Christine paused then, and no one said anything. She stared down into her wine glass as she gave it a swirl, watching the wine lap the sides. She went on: “And then, fast forward all these years...There are years where you feel so trapped with your little kids,” she said, looking up at Yarrow. “Trapped by your own love mostly. You aren’t sure you love to be there every day, but you love them so much that you are stuck. You can’t leave and you feel so ready to move on with this life, but at the same time you want to slow time.

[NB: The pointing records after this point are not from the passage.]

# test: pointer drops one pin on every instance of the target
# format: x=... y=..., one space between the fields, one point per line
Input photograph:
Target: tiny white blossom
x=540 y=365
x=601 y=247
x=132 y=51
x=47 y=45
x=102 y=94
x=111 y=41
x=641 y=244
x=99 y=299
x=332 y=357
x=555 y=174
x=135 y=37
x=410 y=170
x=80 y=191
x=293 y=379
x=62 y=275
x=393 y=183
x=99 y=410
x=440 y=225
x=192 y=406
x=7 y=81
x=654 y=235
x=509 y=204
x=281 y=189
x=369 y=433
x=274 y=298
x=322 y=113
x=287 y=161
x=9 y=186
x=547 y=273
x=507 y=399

To stop time altogether.” Her voice faded to a hush. “But time goes on, and then you are in a new place, and it’s all perfect, because…well, because this is the way it is.” Her lips were rosy and full and, Olivine thought, beautiful.
“It has worked out just fine for us,” Artie said, after a moment had passed. “I mean, I tell people, we’ve been married ten good years, and people say, that’s al
l you’ve been married? At your age? And I say, ‘Well, now I’ve been married forty years, and about ten of them have been good.’”
Artie beamed at himself and his joke.
“You could do worse, you know,” Christine said to him, “And so could Yarrow. And so could Olivine.” Everyone turned to look at the two sisters, sitting side by side. Yarrow turned and winked at Jon. Then she turned to Olivine, who fidgeted with her napkin as she said, “Oh, I know, Mom. Paul is a great guy. Truly he is.”
“He’s working tonight?”
“Yes,” she lied again. She hadn’t told him he was invited. He was, at this moment, most likely watching a golf tournament he had recorded or maybe he was taking a bath, relishing the time alone as he did.
“A lesser woman couldn’t take it, you know. Being with a surgeon. So independent. So busy. And with his humanitarian goals, this whole ‘Doctors Without Borders’ thing. He probably won’t be around for you much.”
“I think that’s what I love most about him,” she said as she pressed her fork into the leftover potatoes on her plate. She could feel everyone’s eyes on her. She looked up to her mother. “Is that wrong?”
“Well…” Her mother stood and began stacking dishes, holding forks in one hand, piling plates in another. “Maybe,” she said.
*****
In the kitchen, Olivine stood at the sink and squirted a stream of orange liquid soap into the water. Christine moved from the counter to the trash, scraping the dishes. The congealed spots of gravy. The potatoes. Things half eaten and left there. Yarrow pushed through the swinging door.
This had always been one of Olivine’s favorite parts of the meal, when everything was finished and it was just she and her mother and her sister, moving through the kitchen, as though choreographed. Yarrow owned a dishwasher, but Olivine loved to wash dishes by hand. She loved scrubbing the white plates, bringing them up, still sudsy, to catch the light. To ensure they were clean. And then setting them aside to be rinsed and dried.